Parents seem to be surrounded by anxiety-makers, who close in early and get a tight grip. The daily message is that early achievement is vital, and that without it all is lost. David Blunkett's pronouncements about the importance of parents hearing their children read each day only describes what has always been usual in many literate homes, but as a Government directive it takes on a slightly hectoring tone and emphasises the status of reading as "work" rather than something as ordinary as walking.

Estelle Morris may say, in a soothing voice, that the parents of four- year-olds have nothing to fear from baseline tests held in the Key Stage Zero classes that have so hastily been tacked on to the bottom of primary schools, but the parents of Wandsworth certainly know their child's score in gory detail and lose sleep in anticipation of the results. Pressure on the little achievers is increased, while the slower know their failure, so resentment burns slow and smoulders deep.

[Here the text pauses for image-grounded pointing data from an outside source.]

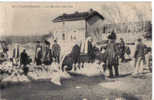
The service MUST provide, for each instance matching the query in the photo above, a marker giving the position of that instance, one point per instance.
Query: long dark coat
(111, 54)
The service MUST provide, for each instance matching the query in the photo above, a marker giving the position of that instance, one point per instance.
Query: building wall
(74, 29)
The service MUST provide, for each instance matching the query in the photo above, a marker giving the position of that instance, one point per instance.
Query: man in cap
(111, 56)
(47, 56)
(139, 56)
(38, 53)
(56, 49)
(122, 50)
(24, 60)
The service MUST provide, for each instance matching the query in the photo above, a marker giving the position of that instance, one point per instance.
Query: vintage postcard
(76, 50)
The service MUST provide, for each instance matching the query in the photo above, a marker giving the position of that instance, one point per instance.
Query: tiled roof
(77, 16)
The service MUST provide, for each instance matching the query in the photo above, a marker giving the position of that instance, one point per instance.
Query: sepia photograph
(76, 50)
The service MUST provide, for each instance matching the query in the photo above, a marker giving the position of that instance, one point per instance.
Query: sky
(36, 18)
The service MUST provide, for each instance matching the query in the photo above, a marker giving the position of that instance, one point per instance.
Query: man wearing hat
(111, 55)
(122, 50)
(38, 53)
(47, 56)
(139, 56)
(56, 51)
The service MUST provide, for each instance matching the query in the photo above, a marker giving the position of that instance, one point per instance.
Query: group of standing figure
(45, 55)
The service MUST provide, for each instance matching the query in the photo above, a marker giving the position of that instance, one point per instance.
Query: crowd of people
(45, 54)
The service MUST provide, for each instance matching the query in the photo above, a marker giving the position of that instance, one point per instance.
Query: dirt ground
(84, 86)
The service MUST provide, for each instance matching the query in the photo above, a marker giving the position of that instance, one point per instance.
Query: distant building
(80, 25)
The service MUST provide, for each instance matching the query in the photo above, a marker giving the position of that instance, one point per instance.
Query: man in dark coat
(91, 51)
(122, 50)
(139, 56)
(111, 55)
(56, 51)
(24, 60)
(38, 53)
(47, 56)
(71, 58)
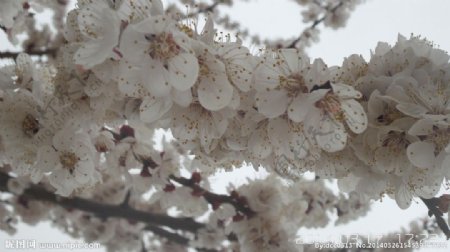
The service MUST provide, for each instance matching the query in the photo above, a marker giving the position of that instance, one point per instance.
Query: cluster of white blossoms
(405, 150)
(84, 126)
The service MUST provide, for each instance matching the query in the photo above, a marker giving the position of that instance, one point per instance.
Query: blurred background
(370, 22)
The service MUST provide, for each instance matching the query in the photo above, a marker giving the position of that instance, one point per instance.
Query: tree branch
(104, 210)
(433, 209)
(13, 55)
(314, 25)
(216, 199)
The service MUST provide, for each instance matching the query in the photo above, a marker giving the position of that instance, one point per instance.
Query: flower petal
(421, 154)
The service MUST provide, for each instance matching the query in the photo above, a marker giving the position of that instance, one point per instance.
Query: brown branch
(40, 53)
(239, 203)
(35, 192)
(433, 209)
(314, 25)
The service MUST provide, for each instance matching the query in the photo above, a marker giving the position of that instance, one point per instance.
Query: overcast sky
(372, 21)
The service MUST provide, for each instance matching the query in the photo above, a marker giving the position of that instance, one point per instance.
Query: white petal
(267, 76)
(153, 108)
(292, 59)
(403, 197)
(345, 91)
(182, 98)
(413, 110)
(422, 127)
(183, 71)
(259, 145)
(299, 108)
(156, 77)
(215, 93)
(272, 103)
(421, 154)
(332, 136)
(133, 45)
(355, 116)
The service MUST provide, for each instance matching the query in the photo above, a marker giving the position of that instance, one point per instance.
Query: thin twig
(13, 55)
(215, 199)
(314, 25)
(433, 209)
(104, 210)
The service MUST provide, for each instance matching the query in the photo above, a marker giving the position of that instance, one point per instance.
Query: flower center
(204, 69)
(293, 84)
(187, 30)
(69, 160)
(162, 46)
(440, 137)
(395, 141)
(330, 103)
(30, 125)
(391, 114)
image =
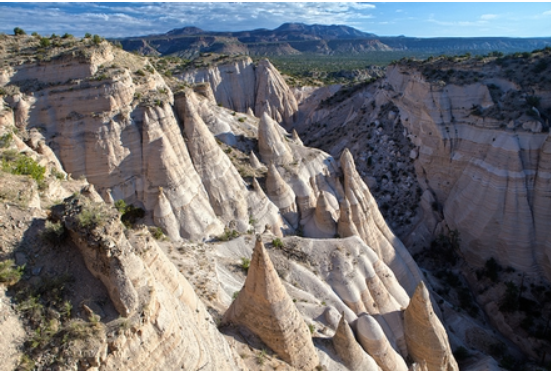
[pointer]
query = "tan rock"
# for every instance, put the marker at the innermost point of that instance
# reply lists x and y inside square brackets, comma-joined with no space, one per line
[296,138]
[264,307]
[255,163]
[271,144]
[164,217]
[273,95]
[373,229]
[354,357]
[426,337]
[224,185]
[281,194]
[375,343]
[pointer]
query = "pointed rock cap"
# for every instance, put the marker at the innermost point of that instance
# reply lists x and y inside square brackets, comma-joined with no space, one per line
[347,162]
[346,226]
[354,357]
[265,308]
[323,217]
[278,190]
[376,344]
[255,163]
[426,337]
[108,197]
[296,138]
[271,145]
[90,192]
[164,217]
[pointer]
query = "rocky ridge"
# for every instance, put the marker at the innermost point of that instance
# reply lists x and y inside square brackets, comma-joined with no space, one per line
[136,142]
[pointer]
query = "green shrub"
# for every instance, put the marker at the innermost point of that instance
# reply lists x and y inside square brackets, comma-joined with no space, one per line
[19,31]
[245,263]
[277,243]
[9,273]
[91,215]
[54,232]
[5,140]
[129,213]
[19,164]
[228,235]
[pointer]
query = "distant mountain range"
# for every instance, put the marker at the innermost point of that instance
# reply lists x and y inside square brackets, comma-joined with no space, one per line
[299,38]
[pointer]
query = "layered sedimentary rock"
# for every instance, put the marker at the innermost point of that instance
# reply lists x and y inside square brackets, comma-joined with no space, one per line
[242,86]
[273,96]
[354,357]
[281,194]
[374,341]
[322,225]
[425,336]
[170,327]
[224,185]
[264,307]
[373,229]
[468,160]
[271,144]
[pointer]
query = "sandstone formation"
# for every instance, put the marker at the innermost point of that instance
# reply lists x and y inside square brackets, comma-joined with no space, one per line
[271,144]
[373,340]
[242,86]
[264,307]
[224,185]
[372,227]
[170,326]
[426,338]
[354,357]
[281,194]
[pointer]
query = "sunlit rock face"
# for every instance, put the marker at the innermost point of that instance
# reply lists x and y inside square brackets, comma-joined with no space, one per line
[489,180]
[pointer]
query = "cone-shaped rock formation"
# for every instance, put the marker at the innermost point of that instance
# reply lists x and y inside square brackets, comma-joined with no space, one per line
[281,194]
[354,357]
[227,193]
[376,344]
[264,307]
[426,337]
[271,144]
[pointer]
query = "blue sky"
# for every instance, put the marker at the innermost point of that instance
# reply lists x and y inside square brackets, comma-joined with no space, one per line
[384,19]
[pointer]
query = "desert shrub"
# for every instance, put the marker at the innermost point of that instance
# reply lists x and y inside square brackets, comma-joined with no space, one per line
[19,164]
[19,31]
[91,215]
[277,243]
[54,232]
[129,213]
[245,263]
[228,235]
[9,272]
[6,140]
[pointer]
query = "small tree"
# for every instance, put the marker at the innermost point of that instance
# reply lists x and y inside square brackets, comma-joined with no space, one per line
[45,42]
[19,31]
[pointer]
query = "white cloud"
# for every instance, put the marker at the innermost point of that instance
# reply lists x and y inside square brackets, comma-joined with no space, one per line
[487,17]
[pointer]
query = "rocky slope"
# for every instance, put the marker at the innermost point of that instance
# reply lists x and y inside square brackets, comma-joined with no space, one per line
[97,294]
[460,147]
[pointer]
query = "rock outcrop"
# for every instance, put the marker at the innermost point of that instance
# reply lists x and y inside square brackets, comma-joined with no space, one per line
[241,86]
[224,185]
[354,357]
[168,324]
[264,307]
[374,341]
[271,144]
[426,338]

The market has responded with alacrity. At the Early Learning Centre - apparently this joyless name is a success, as it makes toy-buying guilt- free - earnest parents (and grandparents) stock up on the kind of toys designed by Maria Montessori for her nurseries. The Teletubby magazine claims to "build language" - a portentous phrase for an ordinary activity.

But perhaps it is not an ordinary activity. Perhaps the root of the climate of anxiety is the tacit acknowledgement that society has dumbed down, and that all reading has taken on the special status of work. There is a parallel in food. A cookery book of recipes for small children sells thousands of copies; its recommendations for combinations of chicken liver, avocado pear and broccoli are haute cuisine, yet schools report that five-year-olds are more difficult to feed than ever, and will accept only fish fingers and chocolate. Aspirations are high, but the daily reality of eating seems to be dumbed down.

And so it is with play. There are middle-class children whose cupboards of toys are enough to equip a nursery school, but they rarely play with them for long. This is partly because plethora works against play, partly because their pace of life does not encourage any sustained activity. They rush from stimulation to excitement and then flop in front of a video, as do their poor overworked parents.

Reading is not an observably ordinary daily activity in adults' lives: it is a specialist activity, associated with schools and held to be good for children, like liver. Many children are suspicious of what is held to be good for them, but is not much in evidence in the adult world.

Children survive a great deal, including many fads about their rearing. Most of the current small victims of the anxiety-makers will brush it all off and cope. But some will long resent the hurdles that are constantly erected in front of them and the hurt will go deep. Teenagers can exact a terrible revenge.